The bucket map Join is also an implementation of the map Side join, all calculations are done on the map side, no reduce is called the map Side Join, the bucket is just a hash partition implementation of Hive, another The type of course is the value partition.

CREATE Table A (XXX) partition by (Col_name)

In general, however, two tables in hive do not necessarily have the same partition key, even if there is not necessarily a join key. So hive does not have this value-based map side join, and the list partition in hive is primarily used to filter data instead of partitions.
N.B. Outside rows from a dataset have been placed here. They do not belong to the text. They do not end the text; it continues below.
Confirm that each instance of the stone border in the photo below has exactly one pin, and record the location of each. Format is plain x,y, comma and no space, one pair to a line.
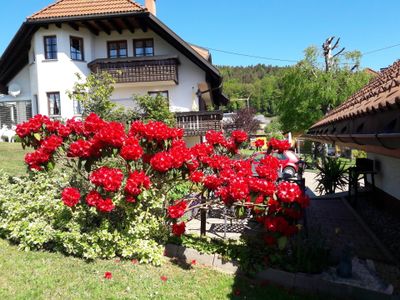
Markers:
312,284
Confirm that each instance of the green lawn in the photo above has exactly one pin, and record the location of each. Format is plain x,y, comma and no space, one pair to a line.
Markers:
40,275
12,158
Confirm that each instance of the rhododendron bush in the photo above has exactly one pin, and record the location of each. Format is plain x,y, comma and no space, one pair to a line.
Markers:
123,177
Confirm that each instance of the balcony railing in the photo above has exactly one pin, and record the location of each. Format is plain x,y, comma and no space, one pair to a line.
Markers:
139,69
198,123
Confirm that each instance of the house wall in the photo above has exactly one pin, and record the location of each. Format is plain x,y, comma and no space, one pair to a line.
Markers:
388,174
42,76
23,80
59,75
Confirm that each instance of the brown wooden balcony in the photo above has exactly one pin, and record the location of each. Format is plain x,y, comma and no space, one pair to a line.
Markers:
198,123
139,69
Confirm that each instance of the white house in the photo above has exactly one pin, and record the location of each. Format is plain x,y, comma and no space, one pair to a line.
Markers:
119,36
370,120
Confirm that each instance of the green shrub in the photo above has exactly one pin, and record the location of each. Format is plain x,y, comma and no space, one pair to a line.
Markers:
332,175
33,215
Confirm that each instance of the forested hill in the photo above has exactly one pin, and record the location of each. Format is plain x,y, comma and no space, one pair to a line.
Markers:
258,81
248,74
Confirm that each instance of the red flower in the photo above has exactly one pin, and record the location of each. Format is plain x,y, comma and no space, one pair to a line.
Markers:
178,210
279,145
239,136
131,150
212,182
289,192
161,162
196,176
239,189
215,137
80,148
36,159
267,172
134,185
51,144
108,275
70,196
74,126
108,178
178,229
270,240
262,186
112,135
105,205
259,143
93,198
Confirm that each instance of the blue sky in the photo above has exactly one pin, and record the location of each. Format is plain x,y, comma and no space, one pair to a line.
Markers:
267,28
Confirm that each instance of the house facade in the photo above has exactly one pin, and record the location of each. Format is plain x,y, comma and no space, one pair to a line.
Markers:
121,37
370,120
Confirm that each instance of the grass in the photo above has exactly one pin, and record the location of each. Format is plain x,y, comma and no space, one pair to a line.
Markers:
12,158
41,275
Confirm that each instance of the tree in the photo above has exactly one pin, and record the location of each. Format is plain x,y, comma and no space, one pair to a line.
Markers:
307,90
155,109
244,120
94,96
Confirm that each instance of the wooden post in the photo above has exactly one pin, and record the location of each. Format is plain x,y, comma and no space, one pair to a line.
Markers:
203,219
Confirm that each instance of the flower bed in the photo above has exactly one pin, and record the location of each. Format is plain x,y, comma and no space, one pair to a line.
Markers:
117,197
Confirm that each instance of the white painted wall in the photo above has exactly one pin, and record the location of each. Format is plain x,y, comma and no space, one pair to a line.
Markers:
388,174
42,76
182,97
23,80
59,75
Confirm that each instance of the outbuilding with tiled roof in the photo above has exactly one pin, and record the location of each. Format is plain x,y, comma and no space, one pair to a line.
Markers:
369,120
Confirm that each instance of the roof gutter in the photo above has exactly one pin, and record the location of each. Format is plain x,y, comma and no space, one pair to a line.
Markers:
390,141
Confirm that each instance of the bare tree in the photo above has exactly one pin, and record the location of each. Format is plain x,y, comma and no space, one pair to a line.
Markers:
328,48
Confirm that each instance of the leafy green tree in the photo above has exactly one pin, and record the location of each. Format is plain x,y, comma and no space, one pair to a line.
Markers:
155,109
94,95
274,129
307,91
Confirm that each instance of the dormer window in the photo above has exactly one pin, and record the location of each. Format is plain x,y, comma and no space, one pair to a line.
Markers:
143,47
117,49
50,47
76,48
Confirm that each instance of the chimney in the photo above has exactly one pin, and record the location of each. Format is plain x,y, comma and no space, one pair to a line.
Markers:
151,6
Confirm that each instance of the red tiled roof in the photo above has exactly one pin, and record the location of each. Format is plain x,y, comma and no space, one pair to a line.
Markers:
381,92
75,8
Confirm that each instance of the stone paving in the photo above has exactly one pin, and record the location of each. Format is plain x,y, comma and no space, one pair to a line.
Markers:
338,223
332,217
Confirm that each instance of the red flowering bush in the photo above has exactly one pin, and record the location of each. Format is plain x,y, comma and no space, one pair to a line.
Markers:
121,173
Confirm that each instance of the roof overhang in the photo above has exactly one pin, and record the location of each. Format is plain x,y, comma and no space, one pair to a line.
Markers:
15,57
378,132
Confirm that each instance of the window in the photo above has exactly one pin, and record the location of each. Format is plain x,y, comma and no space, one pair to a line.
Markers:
77,107
143,47
161,93
50,47
76,48
117,49
54,103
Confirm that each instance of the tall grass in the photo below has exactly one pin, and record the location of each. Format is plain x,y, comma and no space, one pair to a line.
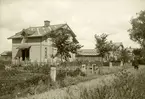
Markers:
124,86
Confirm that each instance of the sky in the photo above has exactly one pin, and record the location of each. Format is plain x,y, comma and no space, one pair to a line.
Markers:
85,17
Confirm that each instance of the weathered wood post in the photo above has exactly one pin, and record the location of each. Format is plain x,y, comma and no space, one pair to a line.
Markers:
110,64
83,68
121,63
53,73
93,68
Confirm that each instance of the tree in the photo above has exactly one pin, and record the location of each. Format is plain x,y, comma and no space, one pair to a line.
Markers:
63,45
124,55
102,45
137,32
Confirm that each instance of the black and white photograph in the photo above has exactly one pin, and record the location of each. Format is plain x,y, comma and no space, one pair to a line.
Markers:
72,49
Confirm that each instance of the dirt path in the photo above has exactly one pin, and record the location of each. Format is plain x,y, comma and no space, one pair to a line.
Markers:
75,89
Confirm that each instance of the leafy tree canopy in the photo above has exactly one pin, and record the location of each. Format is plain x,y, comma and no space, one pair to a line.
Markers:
137,32
102,45
64,46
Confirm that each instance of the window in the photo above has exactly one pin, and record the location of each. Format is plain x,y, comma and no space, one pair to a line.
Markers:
46,40
45,52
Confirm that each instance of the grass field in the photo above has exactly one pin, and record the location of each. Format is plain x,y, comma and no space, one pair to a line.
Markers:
34,80
127,84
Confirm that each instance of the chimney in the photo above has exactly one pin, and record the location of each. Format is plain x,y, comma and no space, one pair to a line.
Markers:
46,23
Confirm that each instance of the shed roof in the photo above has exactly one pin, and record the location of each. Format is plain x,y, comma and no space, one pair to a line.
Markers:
39,31
87,52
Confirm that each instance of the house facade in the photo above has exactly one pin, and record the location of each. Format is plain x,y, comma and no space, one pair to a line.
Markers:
34,43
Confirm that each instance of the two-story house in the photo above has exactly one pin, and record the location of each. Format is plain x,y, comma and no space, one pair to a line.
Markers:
34,43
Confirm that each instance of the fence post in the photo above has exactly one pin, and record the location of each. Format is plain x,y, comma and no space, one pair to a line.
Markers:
110,64
83,68
53,73
121,63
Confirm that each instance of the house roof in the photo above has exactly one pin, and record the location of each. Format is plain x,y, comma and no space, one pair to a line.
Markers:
39,31
118,44
6,53
88,52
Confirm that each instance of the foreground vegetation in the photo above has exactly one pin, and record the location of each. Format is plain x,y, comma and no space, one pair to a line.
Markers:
123,85
34,79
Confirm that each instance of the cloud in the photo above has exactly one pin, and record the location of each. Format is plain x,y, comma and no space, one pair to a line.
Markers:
85,17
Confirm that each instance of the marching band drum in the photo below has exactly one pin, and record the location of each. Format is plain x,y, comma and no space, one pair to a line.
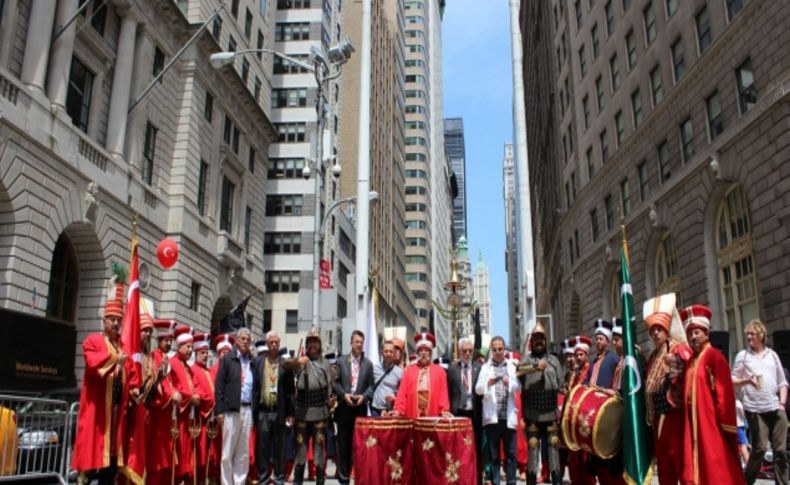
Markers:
592,421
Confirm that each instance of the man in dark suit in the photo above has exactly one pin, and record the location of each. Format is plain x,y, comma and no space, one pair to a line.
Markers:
354,389
275,411
464,402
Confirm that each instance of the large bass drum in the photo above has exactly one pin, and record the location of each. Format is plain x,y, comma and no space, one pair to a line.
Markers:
592,421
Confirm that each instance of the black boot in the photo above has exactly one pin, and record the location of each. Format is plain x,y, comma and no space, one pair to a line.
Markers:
298,474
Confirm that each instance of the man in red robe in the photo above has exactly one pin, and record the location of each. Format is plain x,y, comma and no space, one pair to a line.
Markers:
188,414
103,399
666,331
423,389
205,388
710,449
161,400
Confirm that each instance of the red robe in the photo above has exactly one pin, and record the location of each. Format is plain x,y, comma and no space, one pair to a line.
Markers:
710,449
406,400
205,388
159,452
94,443
183,382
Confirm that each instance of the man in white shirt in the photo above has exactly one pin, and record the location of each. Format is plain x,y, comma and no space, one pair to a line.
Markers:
759,375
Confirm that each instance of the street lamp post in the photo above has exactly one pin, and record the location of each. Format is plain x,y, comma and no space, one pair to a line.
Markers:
319,65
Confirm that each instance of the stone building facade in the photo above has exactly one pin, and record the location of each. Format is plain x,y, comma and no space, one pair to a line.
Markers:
673,115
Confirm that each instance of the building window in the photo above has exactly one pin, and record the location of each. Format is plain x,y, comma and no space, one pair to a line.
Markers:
284,205
644,183
202,182
666,267
625,197
159,61
678,64
609,18
649,20
733,7
208,109
595,43
78,96
282,281
149,152
672,7
656,89
194,296
247,228
582,60
604,147
282,243
664,168
738,279
226,209
630,42
687,140
747,92
608,204
715,116
594,224
704,35
636,108
63,281
285,168
614,73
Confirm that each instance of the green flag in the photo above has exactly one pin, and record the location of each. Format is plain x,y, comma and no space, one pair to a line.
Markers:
637,455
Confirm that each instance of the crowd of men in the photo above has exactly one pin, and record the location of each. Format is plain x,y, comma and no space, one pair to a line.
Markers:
191,423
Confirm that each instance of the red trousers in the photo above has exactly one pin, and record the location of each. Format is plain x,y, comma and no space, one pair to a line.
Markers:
668,448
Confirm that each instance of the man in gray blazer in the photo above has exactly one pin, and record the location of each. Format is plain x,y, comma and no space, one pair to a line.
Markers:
464,402
354,389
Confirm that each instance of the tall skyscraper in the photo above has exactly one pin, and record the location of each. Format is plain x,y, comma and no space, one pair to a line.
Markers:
482,295
667,115
456,150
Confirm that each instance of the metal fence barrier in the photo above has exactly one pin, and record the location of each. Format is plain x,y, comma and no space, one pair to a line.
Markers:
35,437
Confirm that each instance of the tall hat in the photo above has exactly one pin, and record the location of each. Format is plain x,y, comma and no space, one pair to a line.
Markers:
183,335
696,316
146,321
603,327
201,341
582,342
424,339
567,346
661,311
617,326
165,328
224,341
261,347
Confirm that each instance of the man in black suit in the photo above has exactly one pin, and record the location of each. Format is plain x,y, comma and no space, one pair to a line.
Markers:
275,411
354,389
464,402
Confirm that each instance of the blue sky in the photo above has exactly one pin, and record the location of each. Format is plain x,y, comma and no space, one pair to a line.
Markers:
478,87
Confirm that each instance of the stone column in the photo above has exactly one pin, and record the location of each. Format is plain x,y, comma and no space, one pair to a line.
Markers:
39,35
121,85
60,57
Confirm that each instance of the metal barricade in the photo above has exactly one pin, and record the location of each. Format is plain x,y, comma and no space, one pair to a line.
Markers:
35,437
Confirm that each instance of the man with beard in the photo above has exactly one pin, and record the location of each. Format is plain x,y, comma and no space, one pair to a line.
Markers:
666,332
205,389
541,380
710,448
275,413
103,399
423,389
313,402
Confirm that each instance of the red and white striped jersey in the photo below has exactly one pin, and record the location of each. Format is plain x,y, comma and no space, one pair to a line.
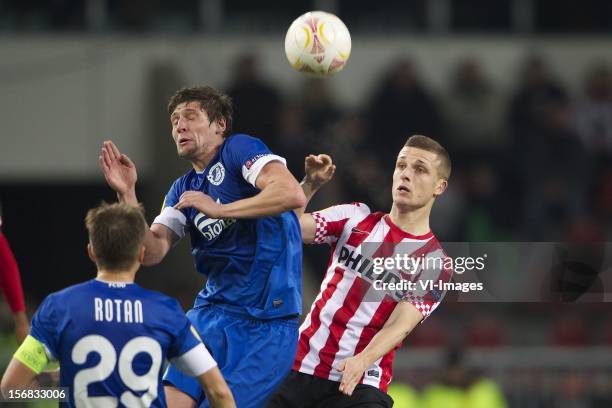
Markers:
345,315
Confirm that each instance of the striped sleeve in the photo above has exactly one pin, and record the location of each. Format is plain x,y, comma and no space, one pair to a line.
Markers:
330,222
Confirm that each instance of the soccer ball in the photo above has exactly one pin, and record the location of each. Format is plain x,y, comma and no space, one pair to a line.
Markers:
318,44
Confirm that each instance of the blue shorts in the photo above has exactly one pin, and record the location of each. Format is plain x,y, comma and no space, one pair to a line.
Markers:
254,355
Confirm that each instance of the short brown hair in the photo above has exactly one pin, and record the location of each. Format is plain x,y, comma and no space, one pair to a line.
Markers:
216,104
116,233
430,145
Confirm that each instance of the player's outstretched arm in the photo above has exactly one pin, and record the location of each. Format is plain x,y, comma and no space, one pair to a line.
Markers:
318,171
119,172
218,393
402,321
121,175
280,192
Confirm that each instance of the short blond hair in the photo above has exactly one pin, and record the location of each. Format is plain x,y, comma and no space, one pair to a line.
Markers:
430,145
116,233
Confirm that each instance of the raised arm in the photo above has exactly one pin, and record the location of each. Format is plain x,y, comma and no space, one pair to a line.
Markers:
121,175
401,322
318,171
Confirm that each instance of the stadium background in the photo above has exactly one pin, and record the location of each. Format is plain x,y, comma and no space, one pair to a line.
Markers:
520,92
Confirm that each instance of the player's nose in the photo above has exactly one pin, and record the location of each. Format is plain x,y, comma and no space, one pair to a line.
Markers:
181,125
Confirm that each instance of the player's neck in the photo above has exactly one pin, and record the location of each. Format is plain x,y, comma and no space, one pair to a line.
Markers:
116,276
415,222
201,162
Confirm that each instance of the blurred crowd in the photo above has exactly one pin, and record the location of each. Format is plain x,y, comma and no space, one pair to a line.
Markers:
534,164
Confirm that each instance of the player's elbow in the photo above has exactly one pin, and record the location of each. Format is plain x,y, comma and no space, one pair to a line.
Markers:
8,383
151,260
221,396
295,197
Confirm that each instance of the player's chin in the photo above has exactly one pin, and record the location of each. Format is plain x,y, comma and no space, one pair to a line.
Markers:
184,153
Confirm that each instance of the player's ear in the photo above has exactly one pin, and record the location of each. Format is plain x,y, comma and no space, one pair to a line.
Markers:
141,254
91,253
441,186
221,124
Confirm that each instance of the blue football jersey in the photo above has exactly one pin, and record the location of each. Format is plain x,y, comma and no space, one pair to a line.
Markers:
254,266
111,340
Two main parameters are (HIVE.OPTIMIZE.CP = True and Hive.optimize.pruner=true)

The implementation of the map side join is provided by default in the Hadoop source code, and you can find several related classes under the Src/contrib/data_join/src directory of the Hadoop source. Where taggedmapoutput can be used to implement a hash can also be implemented list, see you decide how to partition. The Hadoop Definitive Guide 8th chapter on map side join and side data distribution also has an example of how to implement a map side join for value partitioning.

Explanation: Table B is a large table, A,c is a small table and is an integer multiple, add the A,c table to the memory first join and then to each B table map to do matching.

Sort Merge Bucket Map Join

Why:

No limit on file/partition/table size.

How:

Set hive.optimize.bucketmapjoin = true;

Set hive.optimize.bucketmapjoin.sortedmerge = true;

Set Hive.input.format=org.apache.hadoop.hive.ql.io.bucketizedhiveinputformat;

1.Work together with bucket map join

Adding buckets to the map join

2.Bucket columns = = Join Columns = = Sort Columns

Bucket Map? Join? map?join The small table must be fully loaded into the memory limit If you want to be in a reduce The large tables and small tables of the nodes do not have to be loaded into memory, you must make two tables in join?key sorted by join?key? or use index

practice or both sides to do Hash bucket bucket Span style= "font-family: Arial" > interior to be sorted. This way when both sides bucket to do local join just use a similar merge sort algorithm in merge operation put two bucket sequential traversal can be done, so that even do not have a bucket full load into hashtable , which can be a great help for performance improvements.

Set hive.optimize.bucketmapjoin?= true;

Set hive.optimize.bucketmapjoin.sortedmerge = true;

Set Hive.input.format=org.apache.hadoop.hive.ql.io.bucketizedhiveinputformat;

Bucket columns = =? Join?columns = = Sort Columns

so that the data of the small table can be read only a portion at a time, and then a large table row by line to match, so that the join? No limit on the size of memory . and can also perform a full outer join .

Skew Join

Join bottlenecked on the reducer who gets the

Skewed key

Set hive.optimize.skewjoin = true;

Set Hive.skewjoin.key = Skew_key_threshold

Connection policy for hive join Strategies Hive

Contact Us

The content source of this page is from Internet, which doesn't represent Alibaba Cloud's opinion; products and services mentioned on that page don't have any relationship with Alibaba Cloud. If the content of the page makes you feel confusing, please write us an email, we will handle the problem within 5 days after receiving your email.

If you find any instances of plagiarism from the community, please send an email to: info-contact@alibabacloud.com and provide relevant evidence. A staff member will contact you within 5 working days.

A Free Trial That Lets You Build Big!

Start building with 50+ products and up to 12 months usage for Elastic Compute Service

  • Sales Support

    1 on 1 presale consultation

  • After-Sales Support

    24/7 Technical Support 6 Free Tickets per Quarter Faster Response

  • Alibaba Cloud offers highly flexible support services tailored to meet your exact needs.